Emerse la necessità di dare un assetto normativo a questi soggetti. La cosa più semplice sarebbe stata o collocarli nel settore pubblico come qualcuno spingeva a fare a destra e a sinistra, oppure, come fortunatamente è avvenuto, collocarle nel settore privato, in particolare nel privato sociale. Quando Ciampi mi incaricò di lavorare al provvedimento del 1999, fu perentorio su due punti: il primo è che bisognava dare una disciplina a questi enti e il secondo era quella di collocarli nel privato sociale».

​Non fu facile ci racconta Pinza che dal 2013 al luglio di quest’anno è stato anche presidente di una fondazione di origine bancaria a Forlì: «C’erano molte difficoltà, soprattutto culturali. Si oscillava tra due estremi, chi diceva che essendo i capitali degli enti conferenti accumulati da generazioni che in buona parte non ci sono più era giusto lasciarli alle comunità locali dando il controllo agli enti pubblici, dall’altra c’era la visione opposta di chi sosteneva che non fosse necessaria nessuna regolamentazione. Venne scelta l’opzione del privato ma con le connotazioni altruistiche e sociali che dovevano avere queste fondazioni.
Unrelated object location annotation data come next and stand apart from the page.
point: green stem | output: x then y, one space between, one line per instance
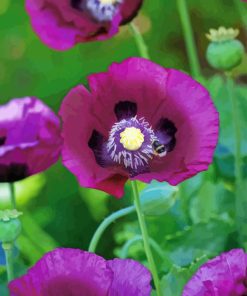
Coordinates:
142 47
7 247
242 10
138 238
145 237
102 227
240 202
12 195
189 38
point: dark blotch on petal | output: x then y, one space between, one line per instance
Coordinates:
166 131
125 110
13 172
2 140
76 4
96 143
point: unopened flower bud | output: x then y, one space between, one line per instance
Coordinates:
224 52
10 225
157 198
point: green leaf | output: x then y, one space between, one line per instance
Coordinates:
157 198
200 239
172 284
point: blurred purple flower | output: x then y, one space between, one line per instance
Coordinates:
61 24
30 140
223 275
139 121
72 272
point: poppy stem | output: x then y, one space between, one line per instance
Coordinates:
145 237
7 247
189 38
142 47
138 238
102 227
240 200
12 195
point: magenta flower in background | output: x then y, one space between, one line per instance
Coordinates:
72 272
139 121
61 24
30 140
224 275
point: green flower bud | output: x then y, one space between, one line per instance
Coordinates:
10 225
157 198
224 51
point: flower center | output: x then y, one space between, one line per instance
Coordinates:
99 10
108 2
130 144
132 138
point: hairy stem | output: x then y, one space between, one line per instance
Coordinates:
189 38
142 47
145 238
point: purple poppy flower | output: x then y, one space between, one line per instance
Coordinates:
223 275
61 24
30 138
72 272
138 121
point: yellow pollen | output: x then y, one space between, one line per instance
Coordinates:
132 138
108 1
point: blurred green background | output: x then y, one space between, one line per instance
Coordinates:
57 212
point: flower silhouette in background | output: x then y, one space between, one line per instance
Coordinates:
223 275
139 121
30 140
61 24
72 272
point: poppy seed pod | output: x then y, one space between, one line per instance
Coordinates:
224 51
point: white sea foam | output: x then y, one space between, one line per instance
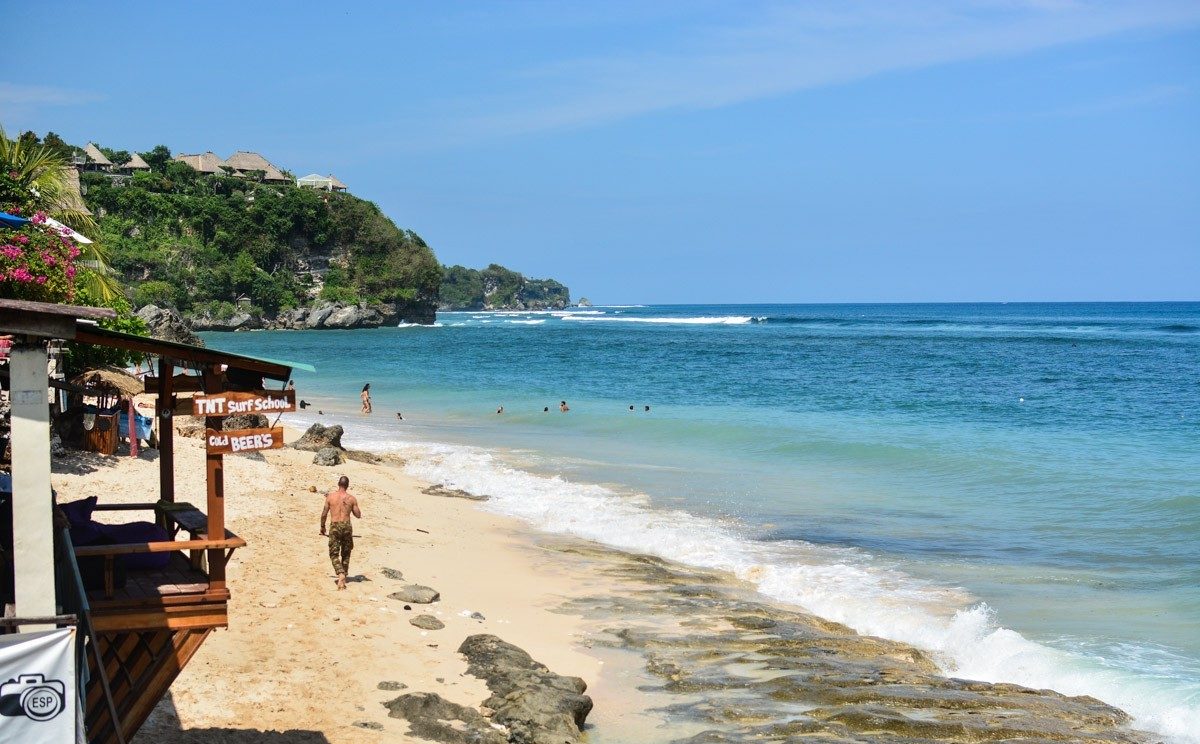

La scelta fu quella di creare fondazioni di diritto privato con connotazioni che in prospettiva fossero in grado di innervare patrimonialmente il mondo dell’associazionismo. Le fondazioni erano in grado di mettere capacità finanziarie in un mondo con grandi capacità umane, la somma, si pensò, poteva essere quella classica del settore non profit, quella del 1+1=3. Ed è stato così. Le fondazioni così inquadrate si sono poi trovate a un colloquio diretto con il mondo dell’associazionismo e del Terzo settore dalle conseguenze virtuose e importanti per il Paese».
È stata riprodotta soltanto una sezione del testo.